我感到有種前所未有的孤獨(汗!)。一年多來,每天在上跟秋葉一起的時間是我為數不多的一點生活樂趣,可是現在,沒樂趣了,說離開的時候到了。
快9點了,伊琳才回來。然後馬上出現在我的房裡。
「怎麼樣啊?吃得還行吧?鮑魚幾頭的啊?」我說。
「一休哥,怎麼沒看出來啊,你這人還這麼小心眼呢!跟個小孩子似的。」伊琳笑嘻嘻地說。「不就一塊吃個飯嗎?你呢?現在吃過了嗎?」
「我小心眼?你們拿我開涮哪!那個什麼蘇市長,你們全知道,就我蒙在鼓裡。早知道我不去了。還有那蘇靜威,不就一當市長的姐嗎?你看那神氣勁兒!還好才一副市長,要是省長部長的我們還能活嗎?」我發牢騷,也不知道這火是沖伊琳還是蘇靜威去的。
「我開始也不知道他是蘇市長的弟弟啊,人家可沒說。」她吐了吐舌頭,好像還在後怕。「我們也是看到了蘇市長後才知道的。
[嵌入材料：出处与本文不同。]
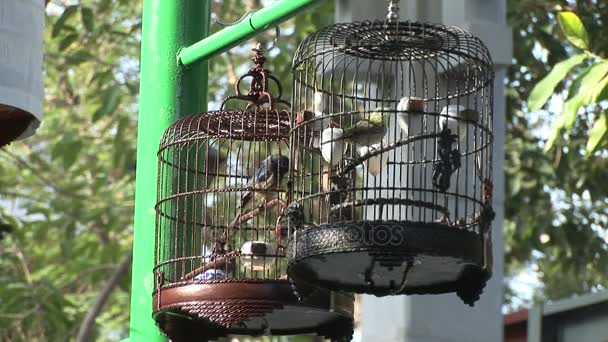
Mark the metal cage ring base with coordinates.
[287,221,491,306]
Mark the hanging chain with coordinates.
[386,0,399,22]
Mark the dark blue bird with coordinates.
[230,154,289,226]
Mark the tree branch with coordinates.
[76,250,133,342]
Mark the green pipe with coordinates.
[129,0,210,342]
[178,0,322,66]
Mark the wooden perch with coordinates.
[181,251,239,281]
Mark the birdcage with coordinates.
[153,49,353,341]
[287,1,494,305]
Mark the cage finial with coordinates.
[221,38,290,109]
[386,0,399,22]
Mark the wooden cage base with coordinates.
[287,221,491,306]
[154,280,354,342]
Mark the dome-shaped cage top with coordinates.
[161,109,291,146]
[293,20,494,101]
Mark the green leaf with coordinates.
[591,76,608,103]
[80,7,95,32]
[93,86,120,122]
[557,11,589,50]
[51,5,78,38]
[59,33,78,51]
[587,113,608,154]
[62,140,82,170]
[528,54,587,111]
[577,61,608,105]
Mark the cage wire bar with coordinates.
[288,1,494,305]
[124,0,328,342]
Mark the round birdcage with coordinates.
[154,49,353,341]
[287,6,494,305]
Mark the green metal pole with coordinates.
[129,0,210,342]
[179,0,322,65]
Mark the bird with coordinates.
[440,105,479,142]
[319,127,346,166]
[397,97,424,136]
[194,268,226,280]
[240,241,277,271]
[343,109,386,146]
[230,154,289,227]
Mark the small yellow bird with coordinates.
[343,110,386,146]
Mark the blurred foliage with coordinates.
[0,0,333,342]
[505,0,608,305]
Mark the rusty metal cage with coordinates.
[287,10,494,305]
[154,49,353,341]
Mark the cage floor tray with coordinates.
[287,221,490,305]
[154,280,354,342]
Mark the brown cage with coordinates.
[153,49,353,341]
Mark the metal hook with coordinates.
[255,26,281,52]
[386,0,399,22]
[213,8,281,52]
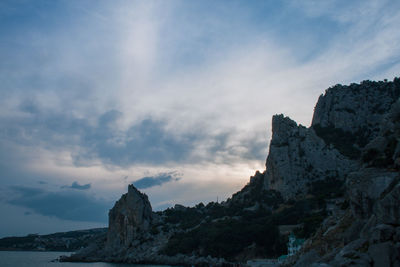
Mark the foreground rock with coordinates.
[62,78,400,266]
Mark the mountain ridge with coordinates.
[44,78,400,266]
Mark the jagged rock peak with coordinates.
[312,78,400,137]
[272,114,298,144]
[107,185,153,248]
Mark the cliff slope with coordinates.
[64,78,400,266]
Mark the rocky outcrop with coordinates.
[64,78,400,266]
[106,185,154,250]
[312,78,400,140]
[264,115,357,200]
[287,82,400,266]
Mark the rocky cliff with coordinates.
[264,115,357,200]
[287,98,400,266]
[64,78,400,266]
[106,185,154,250]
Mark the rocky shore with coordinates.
[61,78,400,266]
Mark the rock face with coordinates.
[264,115,357,200]
[64,78,400,266]
[312,79,400,139]
[287,79,400,266]
[106,185,153,249]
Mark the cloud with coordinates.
[7,186,112,223]
[133,172,181,189]
[61,181,92,190]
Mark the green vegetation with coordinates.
[313,124,369,159]
[164,216,286,259]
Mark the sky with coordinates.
[0,0,400,237]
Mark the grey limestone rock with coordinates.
[264,115,357,200]
[312,79,400,139]
[106,185,153,250]
[346,168,398,219]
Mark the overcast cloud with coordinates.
[0,0,400,239]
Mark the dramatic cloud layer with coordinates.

」
聽她一口一個蘇市長的我就煩,當然,主要是煩那個小白臉弟弟。「那個蘇靜威,是不是見個女孩就得把他姐給帶上?那她這市長也不用幹了,每天去選美好啦!」
「人家蘇靜威得罪你啦?」伊琳嗓門大起來。「還說呢。人家根本不認識你!你去海天那做什麼?你說!」從來沒見過這丫頭這樣的,我想起她在遊戲裡凶神惡煞,殺人不眨眼的形象,打了個寒顫。
「他這種公子哥眼睛都長腦門上了,能認識誰啊?」我心虛地辯解,有點兒心驚肉跳的感覺,終於問到這個上面來了,我得閃閃,順帶再給蘇大少損一句,「他就知道認識你,泡妞泡出健忘症來了──瞄你好久了吧?」
「你還沒回答我呢,」伊琳顯然對我避重就輕轉移話題很不滿。「還沒說你去那做什麼呢,是不是跟蹤我們去的?」
我鬆了口氣,只要不說我就是那個橫刀一笑,怎麼都行。「我就是跟著你去的行了吧?我怕你遇上色狼了行了吧?做護花使者暗中保護你們呢!」心裡一輕鬆,就得開開玩笑。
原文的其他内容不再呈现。